Fighting Alzheimer’s Disease
Alzheimer’s is the most common form of dementia; a progressive, relentless loss of mental function characterized by degeneration of brain tissue, including loss of brain cells and the development of senile plaques (amyloid) and neurofibrillary tangles.
Dementia is a slow, progressive decline in mental function in which memory, thinking, judgment, and ability to learn are impaired. Dementia is never a normal part of aging, and symptoms develop slowly, worsen over time and interfere with the daily life.
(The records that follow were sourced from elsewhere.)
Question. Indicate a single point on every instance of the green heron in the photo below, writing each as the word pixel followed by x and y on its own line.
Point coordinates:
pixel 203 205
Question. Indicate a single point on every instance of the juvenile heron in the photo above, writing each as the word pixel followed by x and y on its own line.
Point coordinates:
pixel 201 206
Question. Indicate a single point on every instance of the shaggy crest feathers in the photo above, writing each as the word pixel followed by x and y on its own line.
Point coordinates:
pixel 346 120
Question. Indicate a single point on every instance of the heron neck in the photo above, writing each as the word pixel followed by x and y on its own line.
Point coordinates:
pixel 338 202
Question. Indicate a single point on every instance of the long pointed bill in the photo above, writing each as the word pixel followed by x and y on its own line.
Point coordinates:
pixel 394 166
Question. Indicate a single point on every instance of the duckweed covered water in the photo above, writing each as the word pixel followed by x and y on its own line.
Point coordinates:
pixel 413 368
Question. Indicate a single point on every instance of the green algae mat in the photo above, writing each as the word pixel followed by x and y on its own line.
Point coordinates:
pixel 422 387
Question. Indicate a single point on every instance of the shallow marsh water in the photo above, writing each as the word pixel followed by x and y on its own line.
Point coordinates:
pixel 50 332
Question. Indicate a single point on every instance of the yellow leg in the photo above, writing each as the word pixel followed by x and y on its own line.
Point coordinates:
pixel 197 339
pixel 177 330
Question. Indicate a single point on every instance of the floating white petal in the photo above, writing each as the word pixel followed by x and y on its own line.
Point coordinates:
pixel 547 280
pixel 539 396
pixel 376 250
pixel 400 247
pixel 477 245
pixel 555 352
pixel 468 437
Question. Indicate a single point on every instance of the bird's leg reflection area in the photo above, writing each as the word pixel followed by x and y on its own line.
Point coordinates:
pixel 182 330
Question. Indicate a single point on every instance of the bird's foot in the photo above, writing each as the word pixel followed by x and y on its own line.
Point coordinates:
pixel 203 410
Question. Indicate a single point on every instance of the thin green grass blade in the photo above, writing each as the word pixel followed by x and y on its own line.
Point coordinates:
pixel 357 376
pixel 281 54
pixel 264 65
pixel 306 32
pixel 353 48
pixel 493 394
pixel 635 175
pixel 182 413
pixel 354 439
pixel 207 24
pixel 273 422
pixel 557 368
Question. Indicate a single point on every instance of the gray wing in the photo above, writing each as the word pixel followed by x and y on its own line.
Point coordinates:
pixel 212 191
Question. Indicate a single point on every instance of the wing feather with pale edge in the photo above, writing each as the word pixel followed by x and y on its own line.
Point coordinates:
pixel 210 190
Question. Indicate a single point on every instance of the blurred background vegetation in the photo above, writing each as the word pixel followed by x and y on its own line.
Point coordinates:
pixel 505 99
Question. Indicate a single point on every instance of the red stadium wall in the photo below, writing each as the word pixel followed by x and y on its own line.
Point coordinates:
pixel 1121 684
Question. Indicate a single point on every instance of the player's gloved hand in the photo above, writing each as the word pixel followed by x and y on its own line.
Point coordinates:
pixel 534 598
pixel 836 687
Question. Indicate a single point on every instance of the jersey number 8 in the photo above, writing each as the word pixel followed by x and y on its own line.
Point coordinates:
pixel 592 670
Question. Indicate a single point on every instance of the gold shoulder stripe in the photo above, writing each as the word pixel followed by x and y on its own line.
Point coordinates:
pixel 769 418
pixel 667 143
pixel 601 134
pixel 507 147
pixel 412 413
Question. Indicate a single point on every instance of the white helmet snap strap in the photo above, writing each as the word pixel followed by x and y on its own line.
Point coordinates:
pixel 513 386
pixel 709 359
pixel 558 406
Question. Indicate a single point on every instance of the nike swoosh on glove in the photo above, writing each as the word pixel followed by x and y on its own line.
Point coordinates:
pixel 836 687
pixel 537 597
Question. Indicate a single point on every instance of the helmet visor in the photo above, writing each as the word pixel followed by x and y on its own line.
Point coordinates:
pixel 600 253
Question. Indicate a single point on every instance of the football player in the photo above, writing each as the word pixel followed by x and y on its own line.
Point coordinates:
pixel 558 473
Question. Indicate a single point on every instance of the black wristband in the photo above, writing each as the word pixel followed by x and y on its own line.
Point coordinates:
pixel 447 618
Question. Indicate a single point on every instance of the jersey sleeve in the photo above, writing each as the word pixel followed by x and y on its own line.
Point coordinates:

As people age, changes in the brain cause some decline in short-term memory and slowing in learning ability. These normal age-related changes unlike dementia, do not affect the ability to function. People who are ageing may misplace things or forget details, but people with dementia may forget entire events, have difficulty performing normal daily tasks such as driving, cooking, and handling finances.
Prevalence and incidence
In the United States, an estimated 6 million people have dementia, 60% to 80% being Alzheimer’s disease. It becomes more common with age, and occurs primarily in people over than age 65 (32% of population). It affects up to 200 000 people under age 65 (11% of population), and as baby boomers age, the incidence continues to rise. Worldwide, in 2015, there were 46.8 million AD patients with direct and indirect costs to society of 81,800 million USD. By 2050 there will be 1 million new cases annually in the United States, and the costs are projected to rise as high as 1.1 trillion dollars. The disease is twice as common among women as among men, partly because women have a longer life expectancy.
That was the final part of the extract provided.